Métissages gourmands

Photo : Alain Carat

Article rédigé par Mélanie Gagné

« La diversité de chacun fait la richesse de tous. »

Julos Beaucarne

La diversité culturelle en Gaspésie ne date pas d’hier. Au fil des siècles, elle a influencé notre patrimoine culinaire. Aujourd’hui, les métissages gourmands se poursuivent, à notre grand bonheur ! De plus en plus de personnes immigrantes choisissent la Gaspésie comme milieu de vie, apprécient les produits de son terroir et partagent leur patrimoine alimentaire avec leur communauté. C’est le cas de Giovanni, Houssem, Claudia et Ricardo.

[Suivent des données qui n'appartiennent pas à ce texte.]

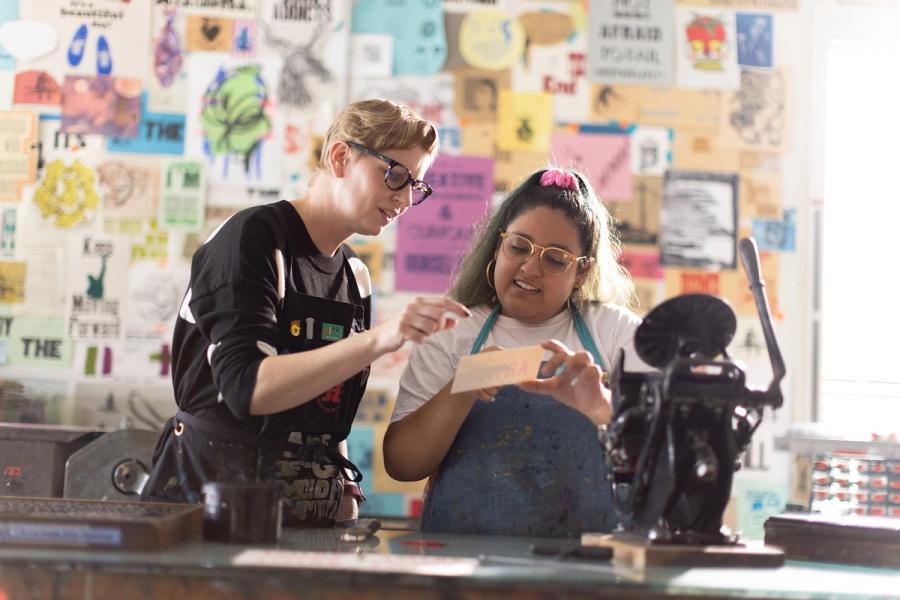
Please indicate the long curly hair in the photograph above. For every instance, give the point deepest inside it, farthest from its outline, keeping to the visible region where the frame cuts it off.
(606, 280)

De l’île d’Elbe à Carleton-sur-Mer

Giovanni Sorsi est originaire de la plus grande île de l’archipel toscan en Italie. Depuis une dizaine d’années, il vit à Carleton-sur-Mer, où il a fondé le restaurant Tosca : « C’est le prénom d’une dame qui a été inspirante pour moi en cuisine. C’est aussi le diminutif de Toscane, en plus d’être le nom d’un opéra. Je trouvais tout cela intéressant. » Le restaurant appartient depuis deux ans au fils de Giovanni, Julien, 35 ans, sommelier. Chaque année, le chef italien Matteo Dabbene voyage entre Milan et Carleton-sur-Mer pour travailler quelques mois dans la cuisine des Sorsi.

Bien qu’il ne soit plus à la tête du Tosca, Giovanni n’est jamais loin… Il est fier de sa relève : « Julien et Matteo s’entendent pour faire quelque chose qu’on ne trouve pas ailleurs. Ils sont créatifs. Il y a une serre derrière le restaurant où ils font pousser des fleurs comestibles et des herbes. Ils s’intéressent aussi beaucoup aux produits locaux et aux accords mets et vins. Je suis content que le restaurant soit entre bonnes mains. Je mange souvent là et je goûte aux nouveaux plats avant qu’ils soient au menu. » L’établissement rend hommage à la cuisine traditionnelle italienne, tout en mettant en lumière les produits du terroir gaspésien.

Le menu du restaurant Tosca témoigne en effet de l’union de ces deux cultures. On y trouve des classiques italiens autant que des ingrédients typiquement gaspésiens : du turbot cuit à la vapeur avec des tomates fraîches, de l’oignon et du vin blanc, ainsi que des plats de pâtes avec des champignons sauvages proposés à l’ardoise.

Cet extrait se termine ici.